Identify crawlers in real time – PHP – Keep track of accessed files in memory
Legitimate spiders are great. It’s part of the web and I’m glad they visit my site.
Spiders crawling my site without authorization are bad and I want to get rid of them.
I have a PHP app that monitors my website access files. Each time a user with a suspicious UserAgent visits the site, the system checks the access logs for entries from the same IP address and makes a judgment about their behavior. If it’s not human, and I don’t authorize it, then it will be recorded and I may (or may not) take steps like blocking.
The way it works is that the process of checking for access files happens every time a page is loaded. I only check suspicious UserAgents, so the number of checks is kept to a minimum.
What I want to do is check every visit to the site (i.e. check the last 50 lines of the access file to see if it is related to that access IP). But this means that every child process processed by my web server wants to open an access log file. This sounds like a resource and I/O blocking nightmare.
Is there a way to “smear” an access.log file into some kind of central memory where all web processes can access it simultaneously (or at least very quickly). Maybe load it into Memcache or similar. But how do I do this in real time? So the last 500 lines of the access.log file are loaded into memory consecutively (but only 500 rows are deleted instead of increasing numbers).
So to put it simply: is there a PHP or Linux or “other” way to buffer ever-increasing files (i.e. nginx log files) into memory so that other processes can access the information at the same time (or at least read files on the hard drive faster than all the hard drives).
It is important to know that a well-written service will always be able to mimic the behavior of the browser, unless you do something very strange that will affect the user experience of legitimate visitors.
However, even complex crawlers have some measures to cope with:
… Referrer URL and UA string. These are easy to fake and some legitimate users don’t have generic ones. You get a lot of false positive/negative results, but not much.
Web servers like Apache or nginx have core or additional functionality to limit the request rate for certain requests. For example, you can allow a *.html page to be downloaded every two seconds, but not limit resources such as JS/CSS. (Keep in mind that you should also notify legitimate bots of delays through robots.txt).
Fail2ban does something similar to what you want to do: it scans log files for malicious requests and blocks them. It’s very effective against malware bots and should be able to be configured to handle crawlers (at least not too clever ones).
These are specifically to answer your questions, but there are others you can consider:
3。 Modify the content
This is actually a very interesting thing: sometimes, we make small (automatic) modifications to HTML pages and JSON feeds, which forces crawlers to adjust their parsers. Interestingly, we see stale data on their website for a few days until they catch it. Then let’s modify it again.
4。 Restrictions: Captcha and sign-in
In addition to web server-level throttling, we count the number of requests per hour per IP address. If there is more than a certain number (which should be enough for a legitimate user), each request to the API needs to resolve the CAPTCHA issue.

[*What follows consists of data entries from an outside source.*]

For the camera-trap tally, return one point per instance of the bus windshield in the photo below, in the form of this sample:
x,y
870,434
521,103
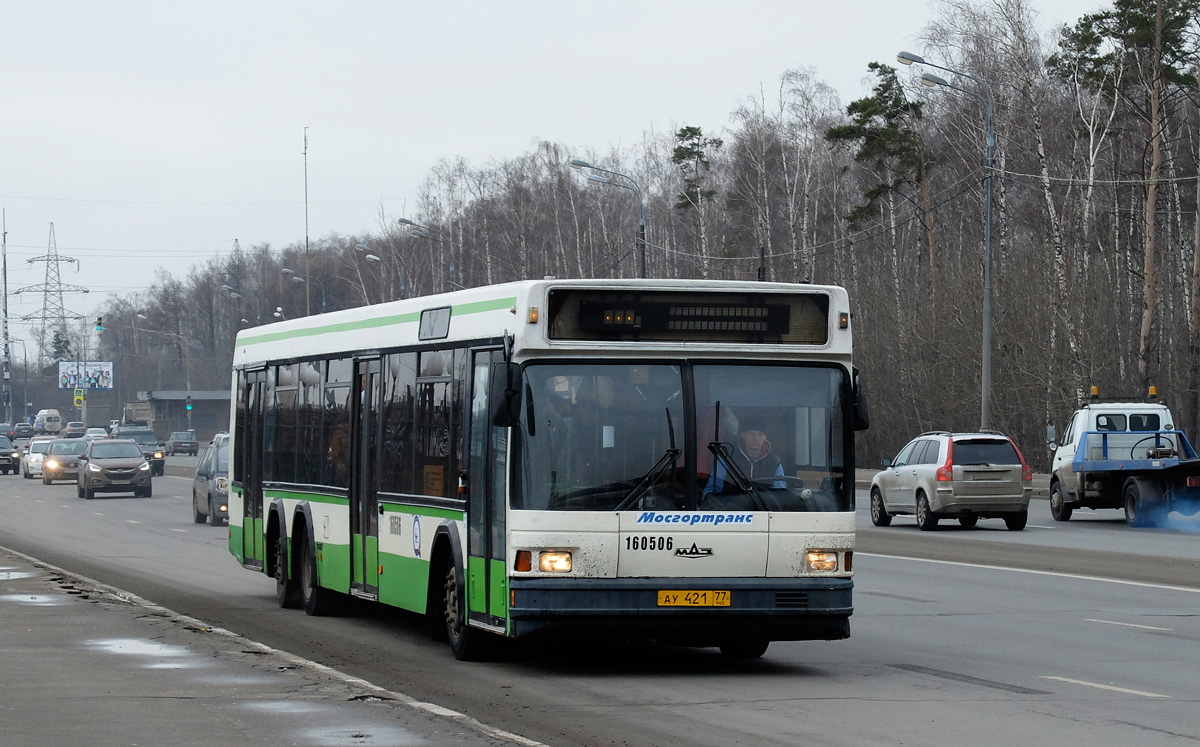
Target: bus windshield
x,y
691,436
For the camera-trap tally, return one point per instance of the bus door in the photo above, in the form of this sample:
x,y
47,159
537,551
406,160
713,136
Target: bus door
x,y
252,477
365,483
487,581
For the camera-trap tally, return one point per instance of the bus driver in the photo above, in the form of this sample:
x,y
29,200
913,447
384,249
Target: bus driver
x,y
753,456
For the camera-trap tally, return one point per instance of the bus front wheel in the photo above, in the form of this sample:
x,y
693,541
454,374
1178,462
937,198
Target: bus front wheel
x,y
466,643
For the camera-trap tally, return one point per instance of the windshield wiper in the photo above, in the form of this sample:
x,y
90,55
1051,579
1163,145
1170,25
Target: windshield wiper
x,y
724,453
648,480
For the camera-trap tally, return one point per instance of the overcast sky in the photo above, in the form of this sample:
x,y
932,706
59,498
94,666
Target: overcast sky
x,y
155,133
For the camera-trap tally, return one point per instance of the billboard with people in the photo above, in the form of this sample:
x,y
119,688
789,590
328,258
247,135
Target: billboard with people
x,y
85,375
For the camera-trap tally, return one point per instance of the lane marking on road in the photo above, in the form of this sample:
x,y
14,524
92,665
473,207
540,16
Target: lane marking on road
x,y
1128,625
407,700
1032,572
1109,687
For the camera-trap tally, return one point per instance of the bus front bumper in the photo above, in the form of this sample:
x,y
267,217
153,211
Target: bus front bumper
x,y
771,609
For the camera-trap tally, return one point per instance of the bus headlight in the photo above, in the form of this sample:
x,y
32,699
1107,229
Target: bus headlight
x,y
821,560
555,561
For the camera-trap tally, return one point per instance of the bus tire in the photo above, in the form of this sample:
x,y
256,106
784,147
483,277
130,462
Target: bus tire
x,y
1059,508
880,515
317,602
287,590
467,644
750,649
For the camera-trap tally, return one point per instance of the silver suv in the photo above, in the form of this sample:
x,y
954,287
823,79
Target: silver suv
x,y
954,476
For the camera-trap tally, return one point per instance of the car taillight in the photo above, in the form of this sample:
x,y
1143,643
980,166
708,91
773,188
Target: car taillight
x,y
946,472
1026,471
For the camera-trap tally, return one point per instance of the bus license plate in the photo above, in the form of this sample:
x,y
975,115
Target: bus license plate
x,y
694,598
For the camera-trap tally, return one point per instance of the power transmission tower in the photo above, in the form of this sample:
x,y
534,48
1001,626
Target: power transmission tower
x,y
53,314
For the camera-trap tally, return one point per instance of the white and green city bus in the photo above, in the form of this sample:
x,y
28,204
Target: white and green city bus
x,y
559,456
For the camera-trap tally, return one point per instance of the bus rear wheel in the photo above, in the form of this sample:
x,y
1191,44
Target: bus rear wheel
x,y
467,644
287,590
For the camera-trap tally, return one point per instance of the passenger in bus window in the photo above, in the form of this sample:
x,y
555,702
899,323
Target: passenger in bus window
x,y
751,455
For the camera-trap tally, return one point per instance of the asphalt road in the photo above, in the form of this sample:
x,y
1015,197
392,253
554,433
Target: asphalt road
x,y
1080,633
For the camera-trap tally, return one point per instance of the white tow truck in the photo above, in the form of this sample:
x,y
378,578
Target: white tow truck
x,y
1123,454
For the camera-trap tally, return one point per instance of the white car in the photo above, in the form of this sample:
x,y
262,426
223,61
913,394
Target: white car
x,y
33,455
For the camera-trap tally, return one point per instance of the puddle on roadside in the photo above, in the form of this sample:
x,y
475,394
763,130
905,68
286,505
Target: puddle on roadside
x,y
377,736
287,706
238,680
35,599
137,646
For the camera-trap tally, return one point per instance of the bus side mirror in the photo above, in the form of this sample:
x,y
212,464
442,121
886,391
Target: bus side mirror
x,y
504,394
862,416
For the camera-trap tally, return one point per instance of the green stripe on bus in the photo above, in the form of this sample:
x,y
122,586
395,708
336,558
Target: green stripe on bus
x,y
312,497
405,581
373,323
424,511
333,566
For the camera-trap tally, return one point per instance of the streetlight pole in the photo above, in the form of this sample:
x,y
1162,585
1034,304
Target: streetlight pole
x,y
907,58
423,232
629,184
306,279
239,294
373,257
24,393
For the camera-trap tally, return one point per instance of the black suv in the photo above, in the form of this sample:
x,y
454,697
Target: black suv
x,y
149,443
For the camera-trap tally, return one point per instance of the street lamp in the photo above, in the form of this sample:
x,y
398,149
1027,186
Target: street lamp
x,y
239,294
907,58
628,184
306,279
423,232
24,352
400,266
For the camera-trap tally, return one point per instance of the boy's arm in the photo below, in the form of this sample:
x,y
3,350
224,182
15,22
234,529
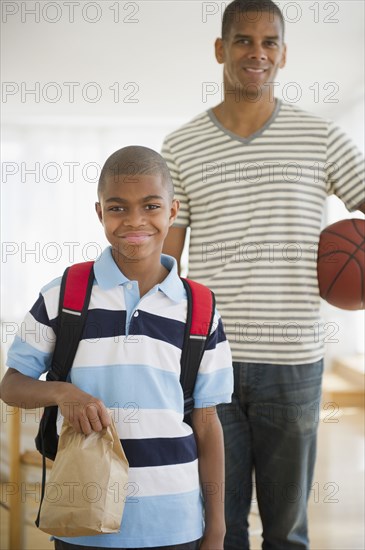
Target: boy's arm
x,y
85,412
209,438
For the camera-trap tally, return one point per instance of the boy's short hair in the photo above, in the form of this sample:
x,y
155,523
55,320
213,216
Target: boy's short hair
x,y
238,7
136,160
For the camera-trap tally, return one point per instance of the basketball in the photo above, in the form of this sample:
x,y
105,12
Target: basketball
x,y
341,264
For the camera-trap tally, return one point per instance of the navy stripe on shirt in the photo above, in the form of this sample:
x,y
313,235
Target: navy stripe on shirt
x,y
160,451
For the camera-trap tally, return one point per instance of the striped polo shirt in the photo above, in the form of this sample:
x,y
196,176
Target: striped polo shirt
x,y
255,207
129,356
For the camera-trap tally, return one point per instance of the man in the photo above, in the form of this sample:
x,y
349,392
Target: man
x,y
252,176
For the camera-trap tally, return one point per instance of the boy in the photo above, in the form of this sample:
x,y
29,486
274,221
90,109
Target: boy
x,y
138,306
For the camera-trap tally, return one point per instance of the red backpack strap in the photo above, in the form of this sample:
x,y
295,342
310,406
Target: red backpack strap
x,y
200,315
75,292
76,286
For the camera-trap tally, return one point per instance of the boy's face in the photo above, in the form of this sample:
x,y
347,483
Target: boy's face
x,y
252,53
136,212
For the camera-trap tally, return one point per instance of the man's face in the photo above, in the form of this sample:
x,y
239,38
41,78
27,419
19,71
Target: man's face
x,y
252,53
136,212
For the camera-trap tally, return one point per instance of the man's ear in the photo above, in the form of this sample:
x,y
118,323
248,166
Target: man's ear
x,y
99,211
219,50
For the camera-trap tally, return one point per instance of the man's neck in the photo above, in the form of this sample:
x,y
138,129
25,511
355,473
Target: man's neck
x,y
245,117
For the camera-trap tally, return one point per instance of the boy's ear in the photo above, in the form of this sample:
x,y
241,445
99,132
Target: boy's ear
x,y
283,58
174,211
219,50
99,211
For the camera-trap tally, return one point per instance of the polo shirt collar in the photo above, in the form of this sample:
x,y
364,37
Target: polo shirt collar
x,y
108,275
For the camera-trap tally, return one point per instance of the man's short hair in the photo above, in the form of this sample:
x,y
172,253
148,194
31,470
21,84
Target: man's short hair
x,y
238,7
136,160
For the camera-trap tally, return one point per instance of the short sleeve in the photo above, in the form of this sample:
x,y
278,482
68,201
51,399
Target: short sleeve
x,y
345,169
183,218
214,382
32,349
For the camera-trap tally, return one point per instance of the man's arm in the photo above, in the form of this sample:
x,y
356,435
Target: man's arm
x,y
85,412
174,243
209,438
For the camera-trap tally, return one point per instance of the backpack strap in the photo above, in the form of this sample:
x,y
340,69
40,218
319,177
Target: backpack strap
x,y
199,320
76,287
75,292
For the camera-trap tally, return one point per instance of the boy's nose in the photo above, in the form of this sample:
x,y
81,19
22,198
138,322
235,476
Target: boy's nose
x,y
135,218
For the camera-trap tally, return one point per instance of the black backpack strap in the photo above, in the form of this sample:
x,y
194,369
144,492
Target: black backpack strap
x,y
200,315
75,292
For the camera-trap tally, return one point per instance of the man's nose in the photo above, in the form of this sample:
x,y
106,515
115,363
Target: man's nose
x,y
257,51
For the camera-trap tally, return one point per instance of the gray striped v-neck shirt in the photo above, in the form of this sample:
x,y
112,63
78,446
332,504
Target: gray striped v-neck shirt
x,y
255,206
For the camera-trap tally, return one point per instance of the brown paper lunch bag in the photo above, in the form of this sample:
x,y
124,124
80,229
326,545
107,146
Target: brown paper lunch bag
x,y
86,490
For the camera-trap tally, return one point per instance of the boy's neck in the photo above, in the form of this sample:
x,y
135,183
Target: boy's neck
x,y
246,117
146,272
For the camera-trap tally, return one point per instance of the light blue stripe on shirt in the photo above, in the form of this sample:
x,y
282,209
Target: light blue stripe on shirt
x,y
177,522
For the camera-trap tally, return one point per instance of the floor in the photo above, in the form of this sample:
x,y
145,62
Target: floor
x,y
336,505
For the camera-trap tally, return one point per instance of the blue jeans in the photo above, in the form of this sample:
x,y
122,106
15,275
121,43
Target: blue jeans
x,y
271,428
60,545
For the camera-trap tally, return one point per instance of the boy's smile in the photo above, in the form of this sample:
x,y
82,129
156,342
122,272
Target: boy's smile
x,y
136,212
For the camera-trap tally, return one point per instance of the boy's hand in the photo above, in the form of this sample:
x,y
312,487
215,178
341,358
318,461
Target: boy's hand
x,y
85,412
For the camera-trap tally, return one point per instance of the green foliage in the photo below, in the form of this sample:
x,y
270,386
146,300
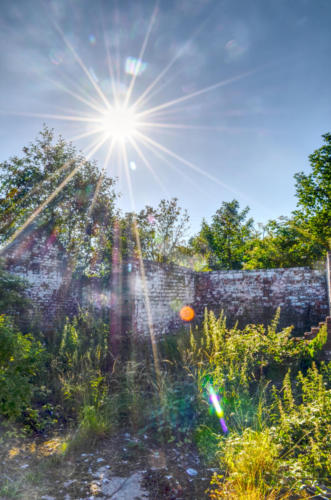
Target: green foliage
x,y
20,359
234,359
161,231
81,214
313,192
12,298
283,243
302,424
224,240
250,459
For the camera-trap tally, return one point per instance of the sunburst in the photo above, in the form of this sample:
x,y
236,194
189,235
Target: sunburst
x,y
122,122
125,123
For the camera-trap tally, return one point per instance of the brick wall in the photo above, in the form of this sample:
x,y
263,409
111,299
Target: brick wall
x,y
254,296
245,296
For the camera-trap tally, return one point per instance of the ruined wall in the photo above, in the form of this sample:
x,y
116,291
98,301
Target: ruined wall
x,y
254,296
42,263
245,296
169,288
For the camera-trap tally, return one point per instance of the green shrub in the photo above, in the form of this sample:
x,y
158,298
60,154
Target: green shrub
x,y
20,359
251,465
302,424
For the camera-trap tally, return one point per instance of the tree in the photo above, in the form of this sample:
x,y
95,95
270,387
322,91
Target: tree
x,y
161,231
314,196
81,223
224,240
283,243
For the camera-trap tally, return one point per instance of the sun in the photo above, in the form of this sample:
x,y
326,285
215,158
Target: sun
x,y
120,123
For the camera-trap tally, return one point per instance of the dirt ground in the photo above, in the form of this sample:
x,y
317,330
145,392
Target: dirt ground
x,y
122,467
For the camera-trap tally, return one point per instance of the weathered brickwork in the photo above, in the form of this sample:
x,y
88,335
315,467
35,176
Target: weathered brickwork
x,y
169,288
254,296
245,296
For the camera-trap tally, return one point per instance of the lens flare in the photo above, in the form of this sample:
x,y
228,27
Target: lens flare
x,y
120,123
215,400
186,313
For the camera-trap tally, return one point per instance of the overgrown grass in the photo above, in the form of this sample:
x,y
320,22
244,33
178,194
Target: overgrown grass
x,y
274,393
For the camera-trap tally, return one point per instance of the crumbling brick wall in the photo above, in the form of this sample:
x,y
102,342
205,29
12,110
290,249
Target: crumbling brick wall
x,y
245,296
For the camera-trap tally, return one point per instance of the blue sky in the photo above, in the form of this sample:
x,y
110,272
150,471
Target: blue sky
x,y
246,136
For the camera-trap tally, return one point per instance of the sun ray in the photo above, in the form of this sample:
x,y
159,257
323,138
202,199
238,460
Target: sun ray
x,y
142,52
77,96
82,65
51,197
171,63
97,188
52,116
204,90
179,171
142,270
109,61
149,166
83,135
187,163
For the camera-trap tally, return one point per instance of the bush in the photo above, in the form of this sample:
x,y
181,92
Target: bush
x,y
250,461
20,359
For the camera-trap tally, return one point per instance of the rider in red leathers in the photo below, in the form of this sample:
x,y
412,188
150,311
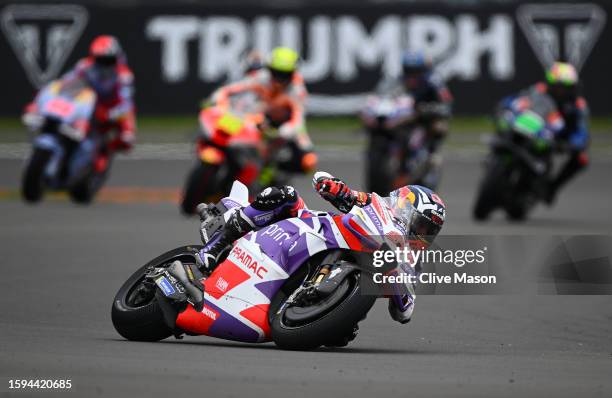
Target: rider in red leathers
x,y
105,69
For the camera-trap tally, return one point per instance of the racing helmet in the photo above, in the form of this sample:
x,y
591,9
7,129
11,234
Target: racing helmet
x,y
562,81
421,211
282,64
105,50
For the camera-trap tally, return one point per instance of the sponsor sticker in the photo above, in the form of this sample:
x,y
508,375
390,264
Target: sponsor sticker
x,y
165,286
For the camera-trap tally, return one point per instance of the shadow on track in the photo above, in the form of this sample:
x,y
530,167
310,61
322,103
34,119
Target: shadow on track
x,y
271,346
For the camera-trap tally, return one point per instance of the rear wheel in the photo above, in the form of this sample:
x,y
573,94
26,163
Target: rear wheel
x,y
334,323
201,184
33,184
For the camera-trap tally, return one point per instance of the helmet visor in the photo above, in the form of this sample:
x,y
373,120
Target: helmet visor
x,y
281,76
418,225
106,60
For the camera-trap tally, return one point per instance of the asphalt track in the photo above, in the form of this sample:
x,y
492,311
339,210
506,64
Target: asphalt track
x,y
62,264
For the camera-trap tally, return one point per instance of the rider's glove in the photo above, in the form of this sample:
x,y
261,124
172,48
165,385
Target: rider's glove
x,y
334,190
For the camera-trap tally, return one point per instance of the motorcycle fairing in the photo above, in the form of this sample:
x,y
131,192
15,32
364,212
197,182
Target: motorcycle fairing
x,y
238,293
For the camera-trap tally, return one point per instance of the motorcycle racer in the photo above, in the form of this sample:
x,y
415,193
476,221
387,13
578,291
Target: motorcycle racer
x,y
281,87
569,121
105,69
417,211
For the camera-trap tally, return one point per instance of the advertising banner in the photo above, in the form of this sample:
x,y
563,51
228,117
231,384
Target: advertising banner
x,y
179,54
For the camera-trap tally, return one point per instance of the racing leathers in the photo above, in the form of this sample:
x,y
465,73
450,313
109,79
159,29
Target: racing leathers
x,y
432,102
114,110
569,123
284,110
274,204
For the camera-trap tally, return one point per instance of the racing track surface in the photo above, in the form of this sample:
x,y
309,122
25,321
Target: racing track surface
x,y
62,264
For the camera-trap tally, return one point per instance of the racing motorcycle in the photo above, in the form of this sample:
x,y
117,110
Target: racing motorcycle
x,y
398,151
61,121
518,166
302,282
232,146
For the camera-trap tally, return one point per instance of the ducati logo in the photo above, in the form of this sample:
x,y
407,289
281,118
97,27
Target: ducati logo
x,y
562,32
42,36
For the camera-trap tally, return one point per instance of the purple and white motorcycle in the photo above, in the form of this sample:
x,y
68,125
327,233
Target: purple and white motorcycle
x,y
302,282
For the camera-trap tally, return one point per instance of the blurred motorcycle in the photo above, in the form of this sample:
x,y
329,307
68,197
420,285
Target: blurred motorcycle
x,y
518,166
61,119
233,144
397,153
301,294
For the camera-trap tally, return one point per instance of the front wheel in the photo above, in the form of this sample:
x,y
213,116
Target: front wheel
x,y
33,184
136,313
333,325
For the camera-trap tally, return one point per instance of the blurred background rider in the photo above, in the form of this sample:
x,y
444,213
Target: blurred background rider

Other APIs require authentication, so they don’t even enter these areas.
5. Abuse Notices
If you regularly access an IP address or subnet, you can make WHOIS queries against the web service where they run the bot. Often, they have abusive contacts, and often those contacts are very eager to hear about policy violations. Because the last thing they want is to get blacklisted (and if they don’t cooperate, we’ll submit to them).
Also, if you see ads on the crawler’s website, you should inform the ad network of the fact that they were being used to steal Material.
6。 IP bans
Obviously, you can block individual IP addresses. What we do is even block entire data centers, such as AWS, Azure, etc. A list of IP ranges for all of these services is available on the network.
Of course, if there are partner services that legally access your website from a data center, you have to whitelist them.
By the way, we do not do this in the web server, but at the firewall level (IPtables).
7. Legal Measures
After all, fighting a crawler is a “battle with a windmill” and can require a lot of effort. You won’t be able to stop all of them, but you should focus on the things that hurt you, for example. Waste your resources or earn money that is supposed to be yours.